Aujourd'hui, ça n'allait pas. Aujourd'hui, Madison a eu droit à sa routine quotidienne. Tôt ce matin, elle a été réveillée par un message, c'est Clara, une fille de sa classe, un peu comme elle, surtout comme elle. Elles ont les mêmes goûts, les mêmes playlists, les mêmes amours... Clara lui annonce que ce soir, il va y avoir une fête "extra" et lui demande si elle sera de la partie. Machinalement, elle répond "oui", un tout petit oui, sans fond, ni sens, tout simplement sans intérêt.
Cela faisait maintenant quelques années que Madison était de toutes les fêtes, de toute les soirées, au début c'était pour faire comme tout le monde et un peu par curiosité, mais depuis quelques mois, le cœur n'y était plus. Il n'y avait plus ce pique d'adrénaline et cette peur au moment de faire le mur. Il n'y avait tout simplement plus rien.
Un souvenir lui revint alors, celui de ce jour où son frère l'avait surprise en train d'escalader le portail, qu'est-ce qu'ils avaient ri ce jour-là. Tayler n'était pas encore l'ombre qu'il est aujourd'hui, non, c'était un jeune homme plein de vie. Ça lui arrivait même parfois de se laisser entraîner par Madison à l'une de ses soirées.
Puis comme un réflexe, Madison se perd sur les réseaux sociaux, scrutant les moindres détails de chaque photo où elle apparaît, elle semble chercher un défaut ou quelque qui la rende vulnérable aux yeux du monde. En suite vient le tour de toutes les personnes qu'elle connaît, amis, ennemis ou juste simple connaissance, elle sonde chaque photo, dans l'espoir de trouver quelque chose d'attaquable. Elle finit par remarquer ce petit bouton mal camouflé sur une photo de Kate.
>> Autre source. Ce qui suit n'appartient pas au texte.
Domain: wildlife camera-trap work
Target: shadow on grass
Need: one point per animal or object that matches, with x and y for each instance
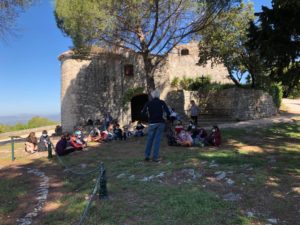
(271, 194)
Voilà, elle a trouvé sa cible.
Telle une montre à gousset, à 6h42, elle se lève de son lit pour se diriger vers sa coiffeuse, et comme chaque matin, Madison répète les mêmes étapes : eau micellaire, crème de jour, correcteur, bronzer, blush, highlighter, ombre à paupière, mascara, crayon à sourcil et lissage de cheveux. Puis c'est direction la salle de bain pour se brosser les dents et retour à la case départ, pour choisir la tenue du jour. Aujourd'hui, son choix s'est porté sur un crop top, un jean boyfriend, sa paire de baskets préférée et une veste en cuir.
Elle descend alors les escaliers, se dirige vers le couloir et marque un arrêt devant le miroir de l'entrée, pour la touche finale, le rouge à lèvre. Il s'agit d'un rouge à lèvre dont la teinte est entre le vermillon et le carmin, la couleur est très singulière. Mais aujourd'hui, l'effet qu'il produisait, s'était comme éteint, et comparé au reste, ce n'était rien.
Malgré tous ses efforts, Madison, pour la première fois, n'a pas réussi à cacher ce manque de vie, c'est comme si son charme s'était évanoui et qu'il ne lui restait plus qu'à prier pour que personne ne le remarque. Mais au fond, ça, ça ne compte pas vraiment, elle, elle sait que quelque chose n'est pas comme d'habitude. Et elle sait que ça la torturera jusqu'à la fin de la journée.
Madison porte sur elle-même un regard distant, comme si cette personne ce n'était pas elle, et donc, se comporte avec elle-même comme avec les autres, avec froideur et dédain.